While there have been no other incidents, Ramnarine said the issue of security at unmanned platforms had to be addressed, although it was a norm in the global industry.

“We can’t put people on every single platform, there are over 37 platforms in Trinmar. You can’t put people on every one and even on the East Coast where you have EOG and BG, there are unmanned platforms there.”

“In the Gulf of Mexico, there are unmanned platforms, some of these platforms are even very small, you really don’t have much room to house people on it so unmanned platforsm are a part of the industry globally,” he added.

He said Prime Minister Kamla Persad-Bissessar was kept updated daily and had “expressed as her primary concern, the health and the safety of the residents of this area as a first thing we should look after.

“Health, Safety and Environment persons are here and medical staff for any sort of support the villagers would need,” he pointed out.

Sharma said the concerns expressed by fishermen and residents about not being able to earn an income due to the oil spill was being addressed Government.

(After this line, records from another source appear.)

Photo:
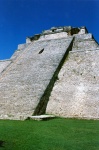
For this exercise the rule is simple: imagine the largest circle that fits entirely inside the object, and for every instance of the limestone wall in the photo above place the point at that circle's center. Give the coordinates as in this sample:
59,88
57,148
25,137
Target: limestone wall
56,71
4,64
28,77
76,93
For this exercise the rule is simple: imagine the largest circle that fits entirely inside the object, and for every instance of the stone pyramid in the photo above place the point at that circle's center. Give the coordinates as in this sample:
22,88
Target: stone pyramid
55,72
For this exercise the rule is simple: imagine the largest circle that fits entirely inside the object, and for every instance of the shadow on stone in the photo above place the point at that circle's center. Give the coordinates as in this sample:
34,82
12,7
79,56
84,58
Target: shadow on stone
1,143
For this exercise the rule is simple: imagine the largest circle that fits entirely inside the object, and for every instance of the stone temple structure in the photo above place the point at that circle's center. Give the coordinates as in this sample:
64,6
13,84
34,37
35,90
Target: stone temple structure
55,72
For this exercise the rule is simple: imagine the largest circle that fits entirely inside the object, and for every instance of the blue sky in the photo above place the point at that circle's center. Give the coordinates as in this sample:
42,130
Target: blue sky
22,18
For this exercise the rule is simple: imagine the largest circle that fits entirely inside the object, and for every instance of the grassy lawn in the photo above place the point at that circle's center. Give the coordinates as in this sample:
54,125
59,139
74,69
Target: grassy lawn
56,134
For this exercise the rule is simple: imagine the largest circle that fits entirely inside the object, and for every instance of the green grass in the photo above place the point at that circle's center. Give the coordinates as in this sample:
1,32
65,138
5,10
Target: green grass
56,134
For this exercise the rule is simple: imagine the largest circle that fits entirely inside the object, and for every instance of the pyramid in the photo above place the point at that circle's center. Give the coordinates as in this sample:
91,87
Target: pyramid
55,72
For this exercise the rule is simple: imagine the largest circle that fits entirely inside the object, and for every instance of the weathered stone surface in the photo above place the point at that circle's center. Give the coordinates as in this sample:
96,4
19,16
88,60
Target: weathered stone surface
76,93
22,46
4,64
31,82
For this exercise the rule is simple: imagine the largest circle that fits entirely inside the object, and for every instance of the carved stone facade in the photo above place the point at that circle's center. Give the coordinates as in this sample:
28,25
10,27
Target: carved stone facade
55,72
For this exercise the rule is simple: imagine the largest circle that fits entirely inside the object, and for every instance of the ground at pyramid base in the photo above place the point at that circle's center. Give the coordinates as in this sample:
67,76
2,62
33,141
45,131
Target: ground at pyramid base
55,72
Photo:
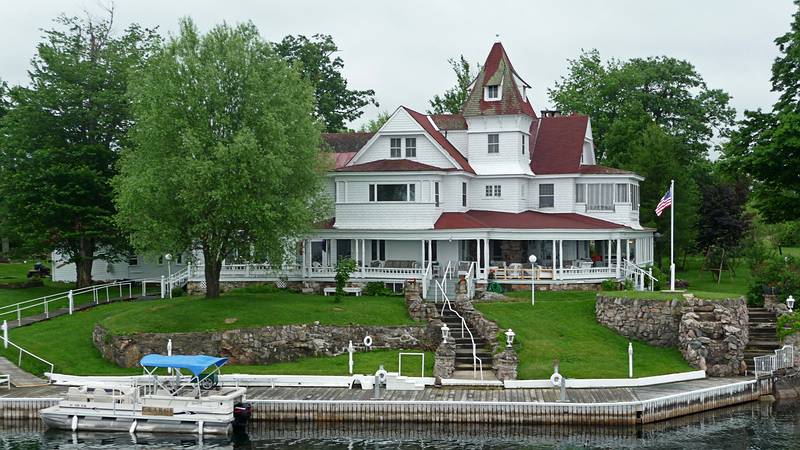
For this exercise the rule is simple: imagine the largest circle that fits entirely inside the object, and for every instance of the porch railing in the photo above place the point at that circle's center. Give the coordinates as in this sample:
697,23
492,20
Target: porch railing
768,364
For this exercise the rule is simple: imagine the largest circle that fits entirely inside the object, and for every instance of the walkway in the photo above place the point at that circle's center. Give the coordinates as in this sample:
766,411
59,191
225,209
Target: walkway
19,378
612,406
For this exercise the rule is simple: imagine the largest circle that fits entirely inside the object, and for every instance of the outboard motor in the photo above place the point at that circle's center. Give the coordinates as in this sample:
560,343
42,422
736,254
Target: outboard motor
241,414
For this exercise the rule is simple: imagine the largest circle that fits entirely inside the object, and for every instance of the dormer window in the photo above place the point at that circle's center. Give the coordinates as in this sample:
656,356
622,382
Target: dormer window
493,92
394,147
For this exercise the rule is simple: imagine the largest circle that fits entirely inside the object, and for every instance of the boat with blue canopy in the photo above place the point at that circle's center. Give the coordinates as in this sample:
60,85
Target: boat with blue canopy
182,394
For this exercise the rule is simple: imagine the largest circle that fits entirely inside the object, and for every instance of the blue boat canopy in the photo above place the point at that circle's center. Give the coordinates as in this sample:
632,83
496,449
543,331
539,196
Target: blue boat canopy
194,363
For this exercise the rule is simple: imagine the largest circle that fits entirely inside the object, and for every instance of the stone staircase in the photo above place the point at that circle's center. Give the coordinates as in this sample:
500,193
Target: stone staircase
763,336
464,360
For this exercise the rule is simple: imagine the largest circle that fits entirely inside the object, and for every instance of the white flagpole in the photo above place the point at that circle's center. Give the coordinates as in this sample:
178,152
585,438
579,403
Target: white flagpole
672,237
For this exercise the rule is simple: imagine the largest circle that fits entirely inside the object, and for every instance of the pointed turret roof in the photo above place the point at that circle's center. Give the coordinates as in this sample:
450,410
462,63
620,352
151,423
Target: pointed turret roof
497,70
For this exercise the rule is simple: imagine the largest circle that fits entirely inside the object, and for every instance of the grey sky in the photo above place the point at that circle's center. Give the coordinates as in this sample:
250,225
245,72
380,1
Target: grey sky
400,48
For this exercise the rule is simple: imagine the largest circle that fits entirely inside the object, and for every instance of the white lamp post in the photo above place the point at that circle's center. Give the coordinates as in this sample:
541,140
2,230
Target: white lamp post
168,257
510,337
445,333
532,259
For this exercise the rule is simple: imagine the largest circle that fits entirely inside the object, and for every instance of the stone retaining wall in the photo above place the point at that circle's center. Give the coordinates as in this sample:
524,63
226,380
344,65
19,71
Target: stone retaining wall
256,346
711,334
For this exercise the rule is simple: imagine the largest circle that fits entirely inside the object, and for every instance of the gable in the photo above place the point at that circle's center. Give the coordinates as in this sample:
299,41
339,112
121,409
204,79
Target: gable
432,148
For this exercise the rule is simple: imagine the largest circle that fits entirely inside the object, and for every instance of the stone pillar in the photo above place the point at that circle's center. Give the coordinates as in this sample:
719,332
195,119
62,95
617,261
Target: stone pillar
445,363
505,364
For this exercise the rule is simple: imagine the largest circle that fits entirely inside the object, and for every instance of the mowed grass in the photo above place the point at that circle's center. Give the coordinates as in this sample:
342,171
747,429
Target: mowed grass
251,308
67,341
562,325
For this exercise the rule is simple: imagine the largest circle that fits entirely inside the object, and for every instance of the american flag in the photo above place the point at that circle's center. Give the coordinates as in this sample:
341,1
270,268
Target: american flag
666,201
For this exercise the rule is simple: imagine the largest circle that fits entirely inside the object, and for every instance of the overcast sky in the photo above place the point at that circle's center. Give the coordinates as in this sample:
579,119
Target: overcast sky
400,48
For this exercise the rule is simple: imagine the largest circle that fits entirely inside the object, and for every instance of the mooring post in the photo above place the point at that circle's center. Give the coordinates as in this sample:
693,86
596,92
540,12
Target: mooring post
630,359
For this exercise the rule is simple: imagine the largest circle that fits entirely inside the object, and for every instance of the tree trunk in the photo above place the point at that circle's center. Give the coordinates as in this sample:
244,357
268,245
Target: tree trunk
212,270
83,263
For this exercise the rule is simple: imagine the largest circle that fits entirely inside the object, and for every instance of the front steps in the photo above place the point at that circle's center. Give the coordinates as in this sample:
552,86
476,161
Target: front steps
464,361
763,336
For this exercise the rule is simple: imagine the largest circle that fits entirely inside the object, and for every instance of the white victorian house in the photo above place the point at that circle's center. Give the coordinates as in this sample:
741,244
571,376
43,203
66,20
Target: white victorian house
475,194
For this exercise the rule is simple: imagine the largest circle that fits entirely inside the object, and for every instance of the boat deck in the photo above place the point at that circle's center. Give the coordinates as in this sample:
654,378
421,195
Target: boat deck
460,404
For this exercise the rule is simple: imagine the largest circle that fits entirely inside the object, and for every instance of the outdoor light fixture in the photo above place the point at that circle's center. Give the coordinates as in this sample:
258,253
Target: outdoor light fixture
510,337
532,259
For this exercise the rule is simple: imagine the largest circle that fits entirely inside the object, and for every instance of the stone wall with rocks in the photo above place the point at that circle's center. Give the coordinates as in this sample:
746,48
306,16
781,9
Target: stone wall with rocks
653,321
264,345
711,334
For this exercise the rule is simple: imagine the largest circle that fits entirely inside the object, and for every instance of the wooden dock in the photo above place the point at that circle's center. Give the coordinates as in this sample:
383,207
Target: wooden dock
608,406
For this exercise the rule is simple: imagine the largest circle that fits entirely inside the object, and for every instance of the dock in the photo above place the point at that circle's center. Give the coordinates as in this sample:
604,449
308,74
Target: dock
463,404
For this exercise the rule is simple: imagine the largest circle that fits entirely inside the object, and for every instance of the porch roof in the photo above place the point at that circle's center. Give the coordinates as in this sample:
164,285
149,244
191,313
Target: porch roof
532,220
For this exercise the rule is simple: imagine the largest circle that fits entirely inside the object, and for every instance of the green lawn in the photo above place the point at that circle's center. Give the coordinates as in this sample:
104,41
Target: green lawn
251,308
67,341
562,325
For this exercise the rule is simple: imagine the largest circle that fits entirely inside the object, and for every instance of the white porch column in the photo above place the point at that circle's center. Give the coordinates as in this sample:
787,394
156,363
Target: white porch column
486,257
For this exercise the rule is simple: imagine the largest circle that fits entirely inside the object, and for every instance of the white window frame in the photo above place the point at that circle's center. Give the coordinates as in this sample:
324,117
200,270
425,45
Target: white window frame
395,148
544,195
411,150
489,89
493,148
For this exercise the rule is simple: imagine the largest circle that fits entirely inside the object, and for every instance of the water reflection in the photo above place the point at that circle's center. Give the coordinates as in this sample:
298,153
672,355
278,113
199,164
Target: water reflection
755,425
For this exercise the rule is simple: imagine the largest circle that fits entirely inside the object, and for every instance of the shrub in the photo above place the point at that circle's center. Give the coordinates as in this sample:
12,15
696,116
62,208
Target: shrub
776,275
344,269
608,285
377,288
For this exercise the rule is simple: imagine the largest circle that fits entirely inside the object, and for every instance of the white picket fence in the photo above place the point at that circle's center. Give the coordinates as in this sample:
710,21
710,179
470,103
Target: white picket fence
768,364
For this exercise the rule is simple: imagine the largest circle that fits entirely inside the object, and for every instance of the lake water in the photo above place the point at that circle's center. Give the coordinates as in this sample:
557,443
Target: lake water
751,426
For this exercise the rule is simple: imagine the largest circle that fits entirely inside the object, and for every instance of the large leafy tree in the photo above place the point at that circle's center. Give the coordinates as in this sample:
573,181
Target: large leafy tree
667,91
60,137
225,150
453,99
766,146
336,104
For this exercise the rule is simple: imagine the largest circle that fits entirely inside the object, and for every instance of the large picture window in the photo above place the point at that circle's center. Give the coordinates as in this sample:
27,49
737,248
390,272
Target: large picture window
392,192
600,197
546,196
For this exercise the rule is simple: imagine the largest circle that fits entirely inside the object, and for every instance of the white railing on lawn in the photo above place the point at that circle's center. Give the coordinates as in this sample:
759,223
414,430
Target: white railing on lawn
426,278
639,275
98,292
7,342
477,364
768,364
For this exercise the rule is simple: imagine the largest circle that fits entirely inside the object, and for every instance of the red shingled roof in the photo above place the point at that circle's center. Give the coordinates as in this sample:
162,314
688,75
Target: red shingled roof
341,159
449,121
603,170
559,144
346,142
422,119
528,220
389,165
511,101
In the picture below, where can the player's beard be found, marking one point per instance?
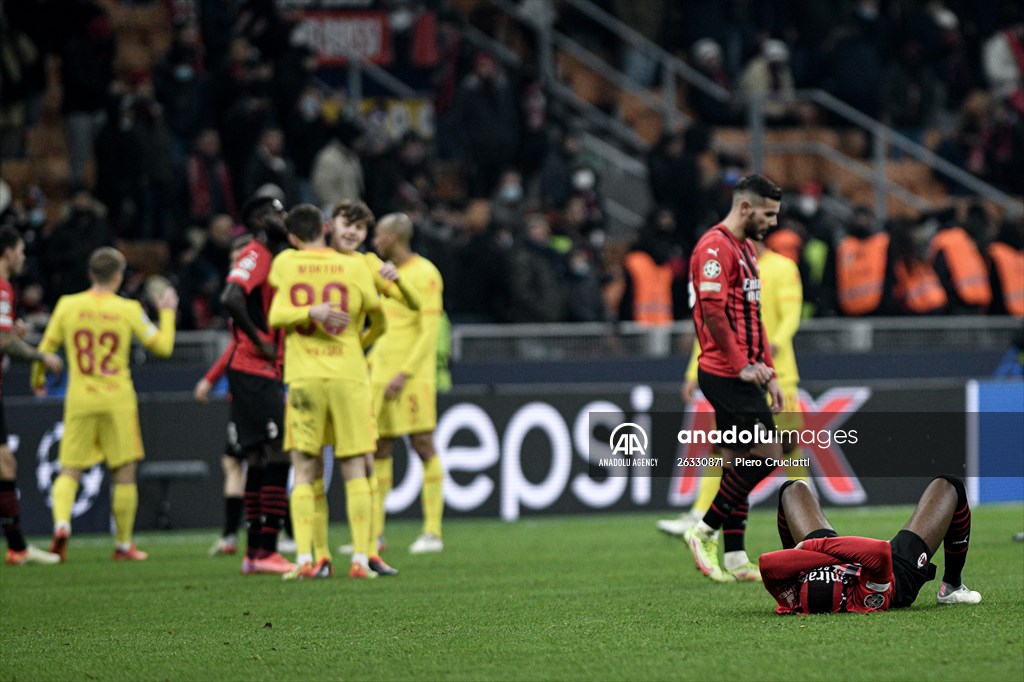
(753, 229)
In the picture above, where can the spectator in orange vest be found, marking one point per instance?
(1007, 256)
(955, 254)
(653, 267)
(918, 288)
(858, 279)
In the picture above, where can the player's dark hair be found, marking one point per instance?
(758, 185)
(305, 221)
(9, 238)
(254, 208)
(354, 212)
(105, 263)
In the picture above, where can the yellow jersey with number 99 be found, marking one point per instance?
(310, 276)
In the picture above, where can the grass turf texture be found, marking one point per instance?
(587, 597)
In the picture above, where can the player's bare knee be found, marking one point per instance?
(423, 443)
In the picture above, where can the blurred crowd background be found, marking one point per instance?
(148, 125)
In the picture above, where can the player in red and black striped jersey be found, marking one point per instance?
(735, 369)
(828, 573)
(11, 262)
(254, 378)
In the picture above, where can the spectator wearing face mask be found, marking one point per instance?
(306, 134)
(179, 84)
(487, 124)
(66, 251)
(508, 202)
(209, 180)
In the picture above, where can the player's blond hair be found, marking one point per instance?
(105, 263)
(398, 224)
(353, 212)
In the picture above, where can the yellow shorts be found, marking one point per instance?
(413, 412)
(346, 407)
(792, 417)
(97, 436)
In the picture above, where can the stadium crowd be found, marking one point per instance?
(235, 108)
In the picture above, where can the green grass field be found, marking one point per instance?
(598, 597)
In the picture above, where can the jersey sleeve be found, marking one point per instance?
(429, 287)
(251, 269)
(7, 311)
(52, 339)
(691, 367)
(714, 267)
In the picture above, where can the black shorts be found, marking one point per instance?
(736, 402)
(257, 408)
(910, 566)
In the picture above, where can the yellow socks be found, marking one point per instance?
(65, 489)
(710, 480)
(125, 505)
(433, 496)
(303, 518)
(384, 470)
(322, 546)
(358, 506)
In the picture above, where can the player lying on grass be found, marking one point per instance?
(825, 572)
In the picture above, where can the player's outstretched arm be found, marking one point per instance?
(52, 338)
(162, 343)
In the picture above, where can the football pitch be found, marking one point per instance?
(596, 597)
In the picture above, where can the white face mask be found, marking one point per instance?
(808, 205)
(584, 179)
(511, 194)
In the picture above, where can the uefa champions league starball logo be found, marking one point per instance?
(48, 467)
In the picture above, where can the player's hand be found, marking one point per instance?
(395, 386)
(202, 390)
(758, 373)
(268, 350)
(53, 365)
(689, 388)
(389, 271)
(329, 315)
(777, 399)
(168, 299)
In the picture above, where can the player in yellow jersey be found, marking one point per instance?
(100, 416)
(781, 303)
(350, 222)
(403, 372)
(323, 301)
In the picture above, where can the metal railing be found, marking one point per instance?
(624, 340)
(595, 340)
(673, 68)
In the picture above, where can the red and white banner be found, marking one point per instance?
(337, 35)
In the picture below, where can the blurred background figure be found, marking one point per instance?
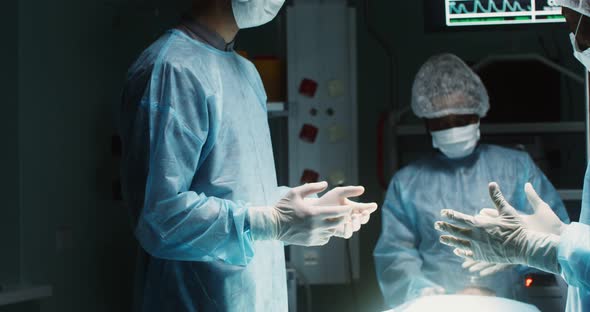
(409, 259)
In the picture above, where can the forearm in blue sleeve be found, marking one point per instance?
(574, 255)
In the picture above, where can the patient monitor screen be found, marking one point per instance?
(501, 12)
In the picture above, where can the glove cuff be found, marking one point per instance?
(542, 252)
(263, 225)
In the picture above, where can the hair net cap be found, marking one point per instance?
(445, 85)
(580, 6)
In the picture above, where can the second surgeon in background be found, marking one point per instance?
(410, 260)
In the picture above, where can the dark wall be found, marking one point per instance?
(9, 164)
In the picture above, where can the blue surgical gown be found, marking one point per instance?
(574, 256)
(197, 154)
(409, 256)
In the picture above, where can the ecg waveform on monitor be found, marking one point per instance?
(501, 12)
(491, 7)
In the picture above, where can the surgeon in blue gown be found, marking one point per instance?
(502, 235)
(198, 173)
(410, 260)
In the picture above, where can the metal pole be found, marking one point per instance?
(587, 105)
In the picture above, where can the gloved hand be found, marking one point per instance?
(361, 212)
(542, 220)
(506, 238)
(485, 268)
(298, 221)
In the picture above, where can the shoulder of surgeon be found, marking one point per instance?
(425, 167)
(176, 54)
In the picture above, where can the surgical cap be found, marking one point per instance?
(445, 85)
(580, 6)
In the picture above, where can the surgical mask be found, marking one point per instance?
(252, 13)
(457, 142)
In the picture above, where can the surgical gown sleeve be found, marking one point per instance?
(398, 262)
(177, 123)
(574, 255)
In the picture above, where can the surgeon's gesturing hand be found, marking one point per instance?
(360, 214)
(298, 220)
(502, 238)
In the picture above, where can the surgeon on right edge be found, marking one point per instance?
(540, 240)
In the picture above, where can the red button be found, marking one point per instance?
(308, 87)
(308, 133)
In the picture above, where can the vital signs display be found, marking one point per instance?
(501, 12)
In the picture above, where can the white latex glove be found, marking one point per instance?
(506, 238)
(542, 220)
(360, 214)
(432, 291)
(485, 268)
(298, 221)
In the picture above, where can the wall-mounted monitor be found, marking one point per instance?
(449, 14)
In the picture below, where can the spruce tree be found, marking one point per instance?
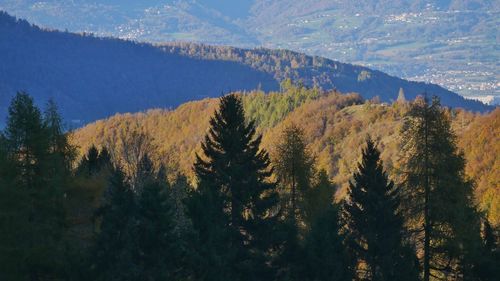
(373, 227)
(112, 254)
(232, 207)
(158, 251)
(293, 166)
(37, 184)
(438, 197)
(326, 257)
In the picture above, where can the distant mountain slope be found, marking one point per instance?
(335, 126)
(91, 78)
(447, 42)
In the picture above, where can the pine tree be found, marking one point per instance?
(293, 166)
(401, 96)
(37, 186)
(486, 266)
(158, 251)
(372, 225)
(88, 165)
(326, 257)
(438, 197)
(94, 162)
(112, 255)
(234, 195)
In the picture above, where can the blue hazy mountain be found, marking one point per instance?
(92, 77)
(449, 42)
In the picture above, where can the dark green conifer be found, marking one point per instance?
(234, 202)
(372, 225)
(158, 253)
(112, 254)
(438, 197)
(36, 222)
(326, 257)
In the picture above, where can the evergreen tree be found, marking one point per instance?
(158, 252)
(486, 266)
(293, 166)
(326, 257)
(373, 226)
(437, 195)
(234, 196)
(401, 96)
(112, 256)
(35, 224)
(88, 165)
(94, 162)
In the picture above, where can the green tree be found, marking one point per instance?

“The fishermen have been communicated with, they certainly have some needs that must be attended to cause we have to return them to normalacy in the shortest possible time. In the interim when they cannot go out and fish, they will have expenses that they will have to meet. The Government certainly will be looking at that because they will have families to take care of. We will make sure and Petrotrin as a corporate citizen will also be taking care of that,” Sharma said.

When Newsday visited the seaside community yesterday, residents seemed to have grown accustomed to the workings of the oil recovery crews at the beach as several sat underneath homes or on the roadsides as workers using heavy equipment such as backhoes removed the oil soaked sands.

There were also rings of oil booms around large swaths of sand which was covered in oil while workers used vacuum hoses to suck the oil and sand into large trucks for removal.

There were also no visible signs of dead fish or other sea creatures such as crabs or birds on the beach. Errol Lee, 76, said he had lived at the beach front community for some 30 years and had never seen that type of devastation.

“The birds and other animals not coming here because they can smell the oil,” he said, adding the residents had been advised against the lighting of fires and were provided meals by Petrotrin.

Petrotrin corporate communications officer, George Commissiong, said the company had retained the services of a caterer to supply meals to approximately 100 residents.

Yesterday, fishermen of Fullerton, Cedros demanded compensation during a meeting with Petrotrin officials. Emotions ran high but seemed to cool when assurances of compensation were given.